Mais l’émotion, si légitime soit-elle, ne doit pas se transformer en emballement collectif. Car au moment où la douleur est encore à vif, où l’autopsie n’a pas encore livré ses conclusions et où deux enquêtes administratives sont en cours, la société tout entière semble se laisser gagner par une forme de frénésie accusatoire. Chacun devient procureur. Chacun désigne un coupable. Chacun réclame des comptes avant même d’avoir pris la mesure des faits, des procédures, des responsabilités réelles.
Dans ce climat de tension extrême, il est frappant de voir à quel point l’institution judiciaire devient à nouveau la cible privilégiée. Les magistrats sont livrés à la vindicte publique comme s’ils formaient un bloc homogène d’irresponsables et d’incompétents. Or, chacun sait que la justice fonctionne dans un cadre souvent lourd, parfois archaïque, alourdi par des textes successifs, par des procédures complexes, par des moyens insuffisants et par des injonctions contradictoires. Ce constat n’excuse pas les éventuelles fautes. Mais il impose au moins de sortir des simplifications.
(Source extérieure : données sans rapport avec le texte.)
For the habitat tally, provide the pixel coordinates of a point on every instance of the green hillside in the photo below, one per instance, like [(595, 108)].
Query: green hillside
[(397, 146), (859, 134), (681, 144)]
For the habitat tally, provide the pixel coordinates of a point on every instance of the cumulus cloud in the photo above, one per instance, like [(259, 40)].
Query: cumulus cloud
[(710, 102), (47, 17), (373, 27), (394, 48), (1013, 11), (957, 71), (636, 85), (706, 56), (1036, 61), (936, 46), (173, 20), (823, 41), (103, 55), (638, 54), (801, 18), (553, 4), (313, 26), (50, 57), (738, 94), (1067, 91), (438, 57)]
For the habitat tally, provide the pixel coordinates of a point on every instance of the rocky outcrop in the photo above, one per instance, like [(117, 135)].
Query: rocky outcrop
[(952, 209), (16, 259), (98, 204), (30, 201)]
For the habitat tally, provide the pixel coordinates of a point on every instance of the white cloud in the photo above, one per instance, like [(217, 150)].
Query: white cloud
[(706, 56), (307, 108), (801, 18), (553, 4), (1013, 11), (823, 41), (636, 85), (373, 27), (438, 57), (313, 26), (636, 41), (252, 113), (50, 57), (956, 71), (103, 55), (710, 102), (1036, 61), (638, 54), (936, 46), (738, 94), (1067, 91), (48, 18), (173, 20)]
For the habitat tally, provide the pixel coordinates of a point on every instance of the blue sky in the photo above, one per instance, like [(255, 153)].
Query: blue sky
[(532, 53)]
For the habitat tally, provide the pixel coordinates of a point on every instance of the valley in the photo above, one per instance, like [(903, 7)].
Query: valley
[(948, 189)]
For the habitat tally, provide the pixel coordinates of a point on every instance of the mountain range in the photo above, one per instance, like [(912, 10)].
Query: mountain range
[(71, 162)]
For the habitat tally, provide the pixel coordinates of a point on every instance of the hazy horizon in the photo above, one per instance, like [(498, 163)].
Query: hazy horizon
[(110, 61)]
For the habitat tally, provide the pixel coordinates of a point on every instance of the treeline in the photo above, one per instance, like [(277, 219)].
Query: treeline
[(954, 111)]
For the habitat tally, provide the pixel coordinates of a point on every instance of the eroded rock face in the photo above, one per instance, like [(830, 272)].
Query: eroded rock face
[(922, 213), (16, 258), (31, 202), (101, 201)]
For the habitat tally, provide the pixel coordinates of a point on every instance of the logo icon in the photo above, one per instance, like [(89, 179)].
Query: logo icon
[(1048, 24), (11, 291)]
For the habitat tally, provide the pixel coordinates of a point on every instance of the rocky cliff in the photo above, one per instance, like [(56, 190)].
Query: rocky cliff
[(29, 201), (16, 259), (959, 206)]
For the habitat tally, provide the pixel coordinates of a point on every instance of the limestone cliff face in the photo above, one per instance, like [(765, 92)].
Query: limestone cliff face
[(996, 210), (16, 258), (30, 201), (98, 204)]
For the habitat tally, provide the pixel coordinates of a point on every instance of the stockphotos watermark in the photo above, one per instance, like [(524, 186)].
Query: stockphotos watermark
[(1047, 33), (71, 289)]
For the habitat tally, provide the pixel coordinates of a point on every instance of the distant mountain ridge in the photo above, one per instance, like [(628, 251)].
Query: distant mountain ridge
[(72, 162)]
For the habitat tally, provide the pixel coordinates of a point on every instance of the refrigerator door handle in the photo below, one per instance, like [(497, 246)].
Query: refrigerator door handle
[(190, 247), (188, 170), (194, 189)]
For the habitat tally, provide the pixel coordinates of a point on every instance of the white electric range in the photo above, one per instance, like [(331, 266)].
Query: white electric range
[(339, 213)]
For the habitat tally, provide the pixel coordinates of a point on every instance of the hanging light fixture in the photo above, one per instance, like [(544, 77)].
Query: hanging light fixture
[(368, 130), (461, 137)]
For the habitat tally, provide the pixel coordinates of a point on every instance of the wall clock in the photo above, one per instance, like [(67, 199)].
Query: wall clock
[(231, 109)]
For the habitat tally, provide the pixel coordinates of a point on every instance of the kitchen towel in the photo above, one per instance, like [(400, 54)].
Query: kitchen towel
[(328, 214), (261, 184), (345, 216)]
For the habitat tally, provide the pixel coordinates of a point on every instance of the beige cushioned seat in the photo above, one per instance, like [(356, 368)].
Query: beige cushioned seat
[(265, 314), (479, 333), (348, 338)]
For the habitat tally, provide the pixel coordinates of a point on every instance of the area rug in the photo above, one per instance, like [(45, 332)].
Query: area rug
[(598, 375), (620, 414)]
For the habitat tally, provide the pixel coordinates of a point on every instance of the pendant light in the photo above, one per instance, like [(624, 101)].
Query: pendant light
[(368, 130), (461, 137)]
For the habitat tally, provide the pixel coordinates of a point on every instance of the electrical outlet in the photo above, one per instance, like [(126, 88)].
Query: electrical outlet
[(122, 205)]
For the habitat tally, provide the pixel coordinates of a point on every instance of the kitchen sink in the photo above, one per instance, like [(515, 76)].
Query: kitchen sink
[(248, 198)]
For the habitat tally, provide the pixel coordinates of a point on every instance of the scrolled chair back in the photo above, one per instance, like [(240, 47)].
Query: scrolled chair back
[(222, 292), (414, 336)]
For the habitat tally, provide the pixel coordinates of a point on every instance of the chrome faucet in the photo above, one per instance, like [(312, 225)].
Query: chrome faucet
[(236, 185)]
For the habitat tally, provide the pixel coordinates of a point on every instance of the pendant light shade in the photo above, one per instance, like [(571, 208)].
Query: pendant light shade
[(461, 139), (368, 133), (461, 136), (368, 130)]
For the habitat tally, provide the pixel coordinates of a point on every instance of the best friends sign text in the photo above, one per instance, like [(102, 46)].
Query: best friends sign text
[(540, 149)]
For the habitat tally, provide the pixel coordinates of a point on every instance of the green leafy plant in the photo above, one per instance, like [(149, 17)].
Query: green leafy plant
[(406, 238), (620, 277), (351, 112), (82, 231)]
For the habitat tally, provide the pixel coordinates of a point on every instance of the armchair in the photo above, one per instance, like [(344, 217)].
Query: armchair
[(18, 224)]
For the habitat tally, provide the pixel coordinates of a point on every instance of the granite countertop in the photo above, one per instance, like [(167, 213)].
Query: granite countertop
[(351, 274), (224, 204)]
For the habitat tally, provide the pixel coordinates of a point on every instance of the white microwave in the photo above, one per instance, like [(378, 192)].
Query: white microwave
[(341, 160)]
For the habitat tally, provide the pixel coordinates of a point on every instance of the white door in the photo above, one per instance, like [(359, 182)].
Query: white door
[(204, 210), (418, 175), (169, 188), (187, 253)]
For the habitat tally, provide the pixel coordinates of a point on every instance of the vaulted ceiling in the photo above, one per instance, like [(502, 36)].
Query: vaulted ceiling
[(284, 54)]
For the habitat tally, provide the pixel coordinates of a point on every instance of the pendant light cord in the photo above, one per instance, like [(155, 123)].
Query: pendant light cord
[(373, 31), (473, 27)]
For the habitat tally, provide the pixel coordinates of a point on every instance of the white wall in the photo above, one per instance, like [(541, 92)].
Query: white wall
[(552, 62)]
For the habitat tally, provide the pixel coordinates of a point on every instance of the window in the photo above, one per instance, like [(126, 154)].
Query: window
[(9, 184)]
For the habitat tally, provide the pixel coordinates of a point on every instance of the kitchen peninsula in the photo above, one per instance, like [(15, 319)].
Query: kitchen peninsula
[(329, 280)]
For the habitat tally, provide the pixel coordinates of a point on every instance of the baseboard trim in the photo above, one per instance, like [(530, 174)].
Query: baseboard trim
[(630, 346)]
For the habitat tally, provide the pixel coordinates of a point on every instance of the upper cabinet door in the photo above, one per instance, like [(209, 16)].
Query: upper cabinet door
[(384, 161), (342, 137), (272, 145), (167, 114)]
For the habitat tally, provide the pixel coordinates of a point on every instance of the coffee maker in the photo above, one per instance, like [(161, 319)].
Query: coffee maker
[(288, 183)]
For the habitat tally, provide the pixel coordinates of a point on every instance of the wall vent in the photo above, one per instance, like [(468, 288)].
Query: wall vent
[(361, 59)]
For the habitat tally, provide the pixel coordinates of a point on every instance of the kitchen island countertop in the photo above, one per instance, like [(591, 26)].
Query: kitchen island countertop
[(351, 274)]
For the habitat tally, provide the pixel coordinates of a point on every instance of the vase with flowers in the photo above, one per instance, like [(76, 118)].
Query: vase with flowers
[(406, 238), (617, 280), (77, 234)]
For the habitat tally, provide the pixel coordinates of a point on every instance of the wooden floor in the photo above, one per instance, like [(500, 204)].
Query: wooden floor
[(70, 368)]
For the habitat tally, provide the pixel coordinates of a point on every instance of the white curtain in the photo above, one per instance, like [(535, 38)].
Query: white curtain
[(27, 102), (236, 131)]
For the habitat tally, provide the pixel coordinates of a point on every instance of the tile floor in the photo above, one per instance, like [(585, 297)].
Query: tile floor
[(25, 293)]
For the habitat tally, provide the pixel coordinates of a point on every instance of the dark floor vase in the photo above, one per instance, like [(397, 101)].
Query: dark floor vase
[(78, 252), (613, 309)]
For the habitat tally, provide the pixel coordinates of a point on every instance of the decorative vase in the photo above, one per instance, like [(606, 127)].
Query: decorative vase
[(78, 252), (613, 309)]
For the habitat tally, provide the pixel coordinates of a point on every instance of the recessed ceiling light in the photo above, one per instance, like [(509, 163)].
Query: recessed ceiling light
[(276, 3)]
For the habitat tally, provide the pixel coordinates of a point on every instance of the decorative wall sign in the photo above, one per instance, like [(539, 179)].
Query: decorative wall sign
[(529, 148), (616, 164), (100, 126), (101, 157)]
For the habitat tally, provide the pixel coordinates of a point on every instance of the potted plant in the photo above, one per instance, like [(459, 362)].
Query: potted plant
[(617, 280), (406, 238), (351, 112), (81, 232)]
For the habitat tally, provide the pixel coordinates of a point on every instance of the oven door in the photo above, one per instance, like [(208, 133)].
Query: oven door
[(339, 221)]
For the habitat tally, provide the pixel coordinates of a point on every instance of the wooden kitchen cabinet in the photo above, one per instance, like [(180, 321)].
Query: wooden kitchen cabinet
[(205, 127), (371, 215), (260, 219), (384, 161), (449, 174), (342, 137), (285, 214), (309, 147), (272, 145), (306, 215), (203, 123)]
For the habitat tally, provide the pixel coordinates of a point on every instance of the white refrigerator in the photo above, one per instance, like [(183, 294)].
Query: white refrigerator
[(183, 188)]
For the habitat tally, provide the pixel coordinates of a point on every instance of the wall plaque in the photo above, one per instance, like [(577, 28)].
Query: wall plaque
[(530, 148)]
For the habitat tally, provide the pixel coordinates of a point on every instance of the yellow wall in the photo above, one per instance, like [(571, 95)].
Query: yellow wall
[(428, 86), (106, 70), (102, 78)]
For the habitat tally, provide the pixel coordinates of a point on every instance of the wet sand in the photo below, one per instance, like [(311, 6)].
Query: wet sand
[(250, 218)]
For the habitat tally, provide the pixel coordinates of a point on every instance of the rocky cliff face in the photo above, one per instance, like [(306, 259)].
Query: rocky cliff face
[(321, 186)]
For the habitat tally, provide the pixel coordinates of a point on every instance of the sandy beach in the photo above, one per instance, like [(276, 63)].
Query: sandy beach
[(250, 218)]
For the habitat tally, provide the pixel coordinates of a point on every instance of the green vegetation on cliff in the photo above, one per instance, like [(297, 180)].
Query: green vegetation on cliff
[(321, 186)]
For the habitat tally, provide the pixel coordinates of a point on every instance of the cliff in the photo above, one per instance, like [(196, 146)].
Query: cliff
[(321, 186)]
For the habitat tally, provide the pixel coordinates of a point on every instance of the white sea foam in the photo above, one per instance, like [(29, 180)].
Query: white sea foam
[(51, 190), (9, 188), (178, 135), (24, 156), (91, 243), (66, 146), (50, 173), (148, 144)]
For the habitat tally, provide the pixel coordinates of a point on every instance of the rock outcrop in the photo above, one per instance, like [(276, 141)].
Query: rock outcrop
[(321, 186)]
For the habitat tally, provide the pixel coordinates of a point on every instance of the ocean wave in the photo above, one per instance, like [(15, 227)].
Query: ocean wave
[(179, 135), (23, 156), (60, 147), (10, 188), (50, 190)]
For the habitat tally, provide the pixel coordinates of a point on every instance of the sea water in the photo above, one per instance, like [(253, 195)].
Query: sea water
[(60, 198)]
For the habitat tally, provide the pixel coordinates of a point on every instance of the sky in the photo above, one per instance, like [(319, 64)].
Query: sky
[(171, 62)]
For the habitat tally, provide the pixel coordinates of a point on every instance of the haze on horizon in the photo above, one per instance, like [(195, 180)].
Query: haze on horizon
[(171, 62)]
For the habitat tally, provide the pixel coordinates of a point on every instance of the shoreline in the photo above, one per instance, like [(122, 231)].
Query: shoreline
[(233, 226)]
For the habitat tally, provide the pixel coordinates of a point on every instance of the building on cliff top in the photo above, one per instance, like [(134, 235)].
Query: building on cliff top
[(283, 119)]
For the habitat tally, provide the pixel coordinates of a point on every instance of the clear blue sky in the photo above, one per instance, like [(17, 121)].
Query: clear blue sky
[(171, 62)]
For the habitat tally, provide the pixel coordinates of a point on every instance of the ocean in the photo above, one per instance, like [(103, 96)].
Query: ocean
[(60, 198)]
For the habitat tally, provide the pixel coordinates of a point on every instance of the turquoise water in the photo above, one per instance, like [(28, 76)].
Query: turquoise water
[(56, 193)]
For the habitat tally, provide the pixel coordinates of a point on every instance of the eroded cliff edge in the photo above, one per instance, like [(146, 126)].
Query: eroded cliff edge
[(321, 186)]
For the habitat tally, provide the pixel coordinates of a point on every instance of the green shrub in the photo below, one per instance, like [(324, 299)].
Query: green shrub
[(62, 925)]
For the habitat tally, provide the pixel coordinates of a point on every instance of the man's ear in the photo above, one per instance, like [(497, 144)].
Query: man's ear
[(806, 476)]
Il est tout aussi troublant de voir certains responsables politiques, comme deux candidats à la présidence de la République par exemple, s’emparer du drame dans l’instantanéité, avec des propositions prétendument miracles, alors même qu’ils étaient hier aux responsabilités et qu’ils se montraient alors bien plus discrets. Le président de la République lui-même, garant du bon fonctionnement des institutions, ne peut se contenter de formules rapides ou de petites phrases. Une tragédie de cette nature appelle de la hauteur, de la retenue et du sens de l’État.
Car à force de chercher un fusible individuel, on finit par masquer l’essentiel : ce drame, s’il révèle éventuellement des défaillances humaines, pose surtout la question d’un système. Un système judiciaire devenu trop lent, trop complexe, trop fragmenté. Un système politique qui change sans cesse de priorités au gré de l’émotion publique. Un système médiatique qui, souvent, nourrit la sidération, entretient la peur et alimente une boucle sans fin de suspicion générale.
Oui, la justice va mal. C’est une certitude. Mais est-ce seulement à cause d’un homme, d’un magistrat, d’une décision isolée ? Ou bien est-ce le produit d’années d’empilement législatif, de renoncements politiques, de manque de moyens et de réformes inabouties ? La question mérite mieux que la précipitation. Elle exige une véritable compréhension de ce qui conduit, peu à peu, à l’asphyxie d’une institution pourtant essentielle à la démocratie.
Des décisions devront être prises, inévitablement. Mais elles ne pourront être justes que si elles reposent sur l’analyse, la lucidité et la responsabilité. Pas sur la peur. Pas sur la colère. Pas sur la mise en accusation immédiate et généralisée.
Messieurs les politiques, vos responsabilités ne pourront être effacées par le temps ni par la communication. Les choix faits depuis des décennies, les réformes retardées, les alertes ignorées et les moyens insuffisants constituent aujourd’hui le fond du problème. Il ne suffira pas de désigner un coupable de circonstance pour laver les fautes du collectif.
Face à la mort de Lyhanna, la France doit d’abord se recueillir. Puis comprendre. Puis agir. Dans cet ordre-là. Car la justice véritable ne naît jamais du tumulte. Elle naît de la vérité, du courage et de la fidélité aux principes que l’on prétend défendre.